Joachim Trier apareceu para mim quando, no X (o eterno Twitter), um colega cinéfilo recomendou A Pior Pessoa do Mundo, o longa de 2021 que me conquistou imediatamente pela forma sensível e inventiva de filmar. O diretor transita com maestria entre momentos naturalistas e incursões fantasiosas totalmente disruptivas. Além disso, retrata a vida millennial com uma sinceridade rara, algo que me marcou profundamente e fez do filme um dos meus favoritos daquele ano.
Com seu novo longa, muito bem recebido em Cannes, minha expectativa já estava alta desde o anúncio. Evitei ao máximo informações sobre a trama porque queria chegar “virgem” ao filme (a melhor escolha possível). Essa abordagem de se manter sem pré-conceitos reflete, de certo modo, o próprio tema central de Trier: a descoberta do íntimo e a forma como cada experiência transforma o indivíduo.
Dito isso, Valor Sentimental acompanha o conturbado relacionamento entre um pai e suas duas filhas, revelando feridas complexas que atravessam décadas dentro dessa família. No centro do drama está Gustav, um pai distante e outrora renomado diretor de cinema. Fragilizado por seus próprios fantasmas, ele decide que seu próximo filme será seu grande retorno à cena. Por reconhecer o peso pessoal desse projeto, oferece à filha Nora, uma atriz de teatro já estabelecida, o papel principal. Após sua recusa, Gustav entrega o papel a Rachel Kemp (Elle Fanning), uma jovem estrela de Hollywood que rapidamente percebe ter sido inserida, sem querer, no núcleo de um drama profundamente íntimo, dentro e fora das telas. Assim, as irmãs precisam lidar com as relações atravessadas com o pai, enquanto uma atriz americana se torna o epicentro dessa dinâmica.

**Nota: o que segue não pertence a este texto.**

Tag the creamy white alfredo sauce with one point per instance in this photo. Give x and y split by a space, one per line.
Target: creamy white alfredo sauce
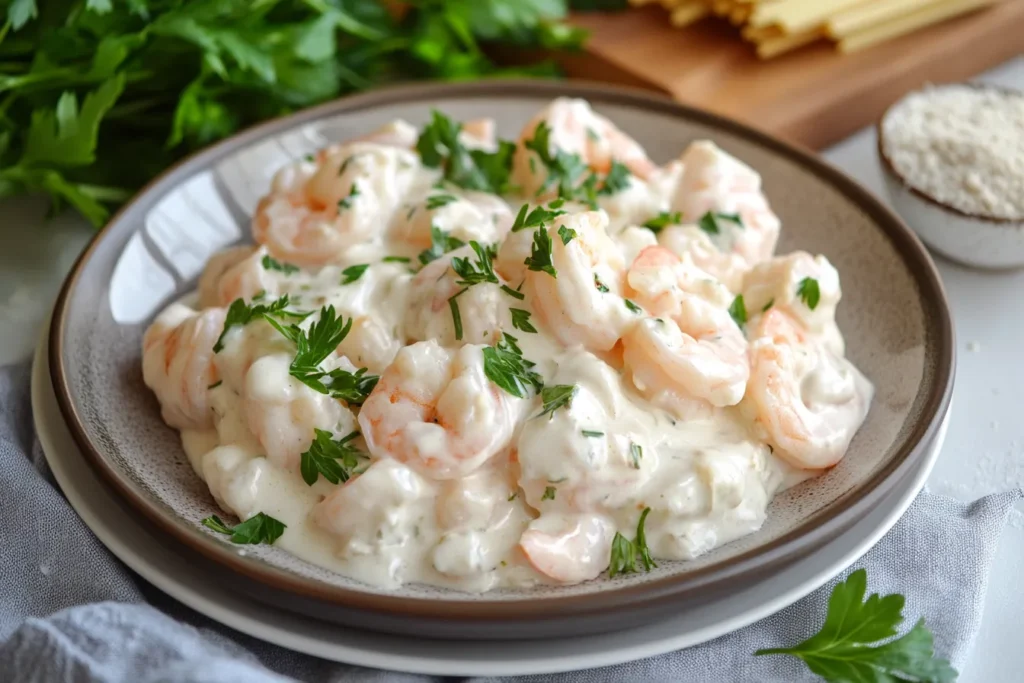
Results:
672 397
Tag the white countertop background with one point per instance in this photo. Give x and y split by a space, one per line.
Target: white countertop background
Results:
984 450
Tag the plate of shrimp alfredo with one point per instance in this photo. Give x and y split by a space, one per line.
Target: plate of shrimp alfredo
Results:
502 359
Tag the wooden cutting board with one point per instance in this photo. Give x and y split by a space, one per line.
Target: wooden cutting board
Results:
814 95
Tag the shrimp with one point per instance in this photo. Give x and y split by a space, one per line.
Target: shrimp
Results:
809 401
236 273
347 196
464 215
715 181
582 303
577 129
569 549
483 308
435 410
283 413
694 348
177 364
782 284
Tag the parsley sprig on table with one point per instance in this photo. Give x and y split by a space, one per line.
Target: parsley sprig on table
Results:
98 96
854 642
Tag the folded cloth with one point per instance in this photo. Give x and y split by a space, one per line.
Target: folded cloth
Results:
71 611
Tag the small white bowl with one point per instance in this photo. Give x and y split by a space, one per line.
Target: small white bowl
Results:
970 239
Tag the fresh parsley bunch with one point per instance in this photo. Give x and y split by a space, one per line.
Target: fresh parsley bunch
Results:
97 96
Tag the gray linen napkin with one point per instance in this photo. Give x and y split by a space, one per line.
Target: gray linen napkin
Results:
71 611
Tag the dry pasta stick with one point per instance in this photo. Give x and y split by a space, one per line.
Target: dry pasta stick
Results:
776 46
688 13
858 18
904 25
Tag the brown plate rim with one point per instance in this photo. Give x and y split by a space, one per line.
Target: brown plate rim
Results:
747 566
890 168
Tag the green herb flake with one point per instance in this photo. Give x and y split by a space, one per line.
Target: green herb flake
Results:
856 640
557 396
353 272
809 292
270 263
333 459
258 528
737 309
663 220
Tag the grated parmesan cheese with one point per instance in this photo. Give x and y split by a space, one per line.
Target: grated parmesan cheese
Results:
963 146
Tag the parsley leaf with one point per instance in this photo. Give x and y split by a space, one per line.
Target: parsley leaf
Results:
333 459
845 649
270 263
737 309
663 220
710 222
242 313
626 552
505 367
809 292
540 256
520 319
440 244
553 397
258 528
537 218
353 272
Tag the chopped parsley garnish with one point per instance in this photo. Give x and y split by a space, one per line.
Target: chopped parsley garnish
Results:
440 244
313 346
335 460
346 203
520 321
505 367
636 453
566 233
456 313
482 270
663 220
616 180
270 263
437 201
855 644
626 552
473 169
242 313
540 256
353 272
809 292
710 222
557 396
258 528
738 310
512 293
526 219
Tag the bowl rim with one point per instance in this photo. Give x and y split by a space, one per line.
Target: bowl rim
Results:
890 168
803 540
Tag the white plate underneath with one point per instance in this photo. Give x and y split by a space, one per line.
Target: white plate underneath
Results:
188 581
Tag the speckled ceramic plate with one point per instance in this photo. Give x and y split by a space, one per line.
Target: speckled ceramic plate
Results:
893 313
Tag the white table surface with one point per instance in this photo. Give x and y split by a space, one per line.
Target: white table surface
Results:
984 451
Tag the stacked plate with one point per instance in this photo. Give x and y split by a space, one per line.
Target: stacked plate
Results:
125 473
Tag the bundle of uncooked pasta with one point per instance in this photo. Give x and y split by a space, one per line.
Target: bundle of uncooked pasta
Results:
776 27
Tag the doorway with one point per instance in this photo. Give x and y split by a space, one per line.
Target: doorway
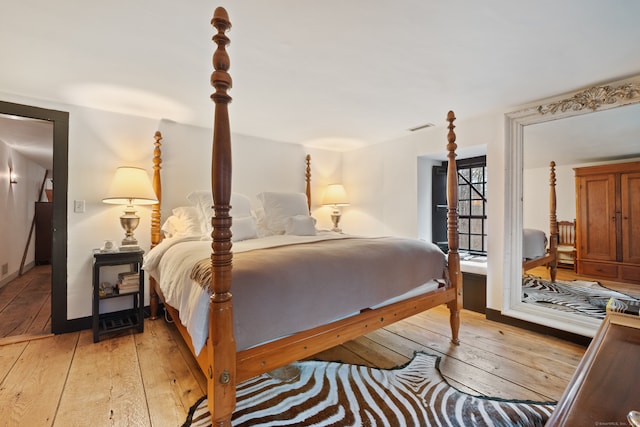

Felizmente, o filme trabalha com camadas que sempre me encantaram. Sua narrativa sobre artistas e indústria pode parecer inicialmente cínica, mas Trier aposta no lado mais íntimo do “fazer arte”. Ele reflete sobre a relação entre criadores e suas obras, criadores e seu entorno e, sobretudo, criadores e suas próprias vidas. Essa reflexão se conecta diretamente à estrutura da história, onde o cinema dentro do cinema se torna um espelho para os personagens confrontarem suas próprias feridas e escolhas.
Um filme, para nós, chega como produto final: algo aparentemente “resolvido”, com início, meio e fim. E muitas vezes projetamos essa expectativa de resolução no próprio criador, como se quem conta a história estivesse acima de conflitos e contradições. Em tempos em que o artista é cobrado não apenas por sua obra, mas por ser um baluarte moral, essa desumanização é ainda mais evidente. Em Valor Sentimental, porém, Trier subverte essa ideia: o filme dentro do filme não é o produto final, é o meio. É o dispositivo que permite aos personagens encararem traumas que os definem.
A dor do pai, que ele não sabe processar, reverbera nas filhas; e o cinema surge como a única linguagem capaz de traduzir sentimentos tão complexos. A arte, aqui, é manufatura emocional, uma tentativa de conexão metafísica entre pessoas que não conseguem dizer tudo em palavras. Ao mesmo tempo, o longa sugere uma crítica ao pensamento reducionista de que a arte estaria se tornando “despersonalizada”, especialmente diante dos debates sobre IA no processo criativo.
Há uma frase marcante dita por Gustav: “A equipe de produção de um filme é uma família”. Mas sua habilidade de se comunicar artisticamente não se reflete em sua incapacidade de criar laços com sua família de sangue, que ele abandonou. O filme não economiza em mostrar a complexidade dessa tríade: como cada um lida com seus traumas individuais, moldados tanto por experiências pessoais quanto por questões sociais. Afinal, sendo um filme norueguês, há elementos profundamente europeus permeando essas relações.
Além disso, Trier cria uma dinâmica de “duplo” brilhante com a personagem de Elle Fanning, evocando diretamente Persona, de Bergman. Há inclusive comentários afiados (e hilários) sobre a indústria cinematográfica – é quase assustadora a coincidência da compra da Warner Bros. pela Netflix e o debate sobre o futuro das salas de cinema, tópico que surge quando Gustav é perguntado sobre o lançamento de seu filme. Essa tensão entre criação artística e mercado cinematográfico reforça o tema central de Trier: a arte como processo de reflexão, cura e transformação, não apenas como produto final.
Por fim, Valor Sentimental é um filme lindíssimo, que entende o cinema não apenas como produto final, mas como processo – uma forma de terapia, de enfrentamento dos dilemas mais profundos. Que não nos esqueçamos: fazer arte não é apenas o que vemos na tela. A verdadeira poesia está nos espaços entre os frames, naquilo que nos toca de forma invisível, fruto do trabalho de inúmeros artistas.